S’il est aujourd’hui un footballeur de haut niveau, Serey Dié a dû traverser une période d’adolescence très difficile pour en arriver là. A l’âge de 14 ans, en 1998,  il intègre son premier centre de formation. Mais la structure fait faillite. Il est alors contraint d’errer dans les rues d’Abidjan pendant plusieurs années pour exercer un petit commerce afin de survivre.

« Je vendais plein de trucs comme de la cigarette et du pain aux feux rouges », avoue-t-il.

En 2006, à l’âge de 22 ans, deux années après le décès de son père, Serey s’envole pour la Tunisie où il rejoint le club de l’EOG Kram. Mais non payé par ses dirigeants, il décide de rompre son contrat et galère de nouveau.

« Je m’entraînais les matins et je faisais la plonge le soir dans les restos », dit-il.

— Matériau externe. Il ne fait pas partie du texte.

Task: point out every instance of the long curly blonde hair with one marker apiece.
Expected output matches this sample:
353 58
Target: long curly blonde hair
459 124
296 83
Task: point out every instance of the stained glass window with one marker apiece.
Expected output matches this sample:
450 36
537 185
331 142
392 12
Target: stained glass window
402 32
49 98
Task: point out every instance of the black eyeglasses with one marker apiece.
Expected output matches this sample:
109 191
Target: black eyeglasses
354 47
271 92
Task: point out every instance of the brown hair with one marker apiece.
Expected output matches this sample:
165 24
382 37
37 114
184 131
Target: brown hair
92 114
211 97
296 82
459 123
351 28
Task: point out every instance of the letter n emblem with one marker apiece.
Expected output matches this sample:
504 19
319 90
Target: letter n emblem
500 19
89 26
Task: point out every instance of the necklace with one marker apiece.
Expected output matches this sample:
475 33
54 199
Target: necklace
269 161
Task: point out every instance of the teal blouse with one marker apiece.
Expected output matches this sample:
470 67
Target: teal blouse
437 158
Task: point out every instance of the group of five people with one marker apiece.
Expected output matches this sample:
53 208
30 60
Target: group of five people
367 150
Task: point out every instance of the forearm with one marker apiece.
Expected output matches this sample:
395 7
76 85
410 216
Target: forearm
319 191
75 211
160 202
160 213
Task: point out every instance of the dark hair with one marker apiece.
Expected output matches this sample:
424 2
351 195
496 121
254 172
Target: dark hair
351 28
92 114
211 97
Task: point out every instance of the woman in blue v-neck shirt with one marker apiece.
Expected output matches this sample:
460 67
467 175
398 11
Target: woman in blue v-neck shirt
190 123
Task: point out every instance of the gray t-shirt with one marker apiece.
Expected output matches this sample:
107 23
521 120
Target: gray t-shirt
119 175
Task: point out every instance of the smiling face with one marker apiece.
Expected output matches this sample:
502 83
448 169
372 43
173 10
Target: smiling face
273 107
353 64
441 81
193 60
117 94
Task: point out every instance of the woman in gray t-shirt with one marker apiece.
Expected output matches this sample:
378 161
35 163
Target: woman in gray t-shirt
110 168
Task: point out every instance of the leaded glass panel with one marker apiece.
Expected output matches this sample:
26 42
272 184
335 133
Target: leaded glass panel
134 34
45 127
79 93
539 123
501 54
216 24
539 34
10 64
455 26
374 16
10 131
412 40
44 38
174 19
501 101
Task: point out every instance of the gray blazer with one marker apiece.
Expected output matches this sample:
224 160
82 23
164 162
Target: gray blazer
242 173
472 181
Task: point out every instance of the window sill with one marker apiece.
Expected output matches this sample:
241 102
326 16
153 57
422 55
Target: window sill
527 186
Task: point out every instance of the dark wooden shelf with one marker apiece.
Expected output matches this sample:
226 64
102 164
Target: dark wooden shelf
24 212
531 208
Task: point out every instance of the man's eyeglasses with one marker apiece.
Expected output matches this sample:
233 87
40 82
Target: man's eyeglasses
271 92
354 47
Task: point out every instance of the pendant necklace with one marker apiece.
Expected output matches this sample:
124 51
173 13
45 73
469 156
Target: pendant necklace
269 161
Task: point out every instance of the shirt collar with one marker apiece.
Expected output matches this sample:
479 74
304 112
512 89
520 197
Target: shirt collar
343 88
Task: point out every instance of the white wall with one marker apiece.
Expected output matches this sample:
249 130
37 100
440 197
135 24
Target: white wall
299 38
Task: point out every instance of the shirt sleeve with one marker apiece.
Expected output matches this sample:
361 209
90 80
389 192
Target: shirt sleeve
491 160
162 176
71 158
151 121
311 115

Très courageux, Serey Dié qui n’est s’est jamais laissé déstabiliser a finit par trouver un accord avec le club algérien de l’ES Sétif en 2007. Sa carrière décolle enfin. Repéré par le FC Sion, il est enrôlé par le club suisse et découvre ainsi l’Europe. Plus tard, il évoluera dans un autre club suisse, le FC Bâle et au VFB Stuttgart (Allemagne).

Sélectionné pour la Coupe du Monde 2014, Serey Dié a versé des larmes lors de la rencontre Côte d’Ivoire – Colombie. Le joueur était bouleversé à l’idée de disputer son tout premier mondial avec son pays.

« Je suis quelqu’un de très émotif. Ma vie a toujours été difficile, j’ai pensé à mon père qui était décédé depuis 2004, j’ai pensé aussi à ma vie de galère, a-t-il déclaré. Je ne pensais pas que j’allais être ici un jour, que j’allais jouer un jour pour mon pays, cette émotion m’a envahie. J’ai lutté (contre les larmes) mais je n’ai pas pu. Je ne pensais pas que ça pourrait m’arriver mais c’était plus fort que moi », explique Dié.

Vainqueur de la CAN 2015, Serey Dié est aujourd’hui un homme comblé. Parti de la misère, il est devenu un élément incontournable en sélection comme en club. Et il se montre fier.

« J’ai rendu ma maman heureuse. Je peux mourir, je suis un homme heureux », soutient-il.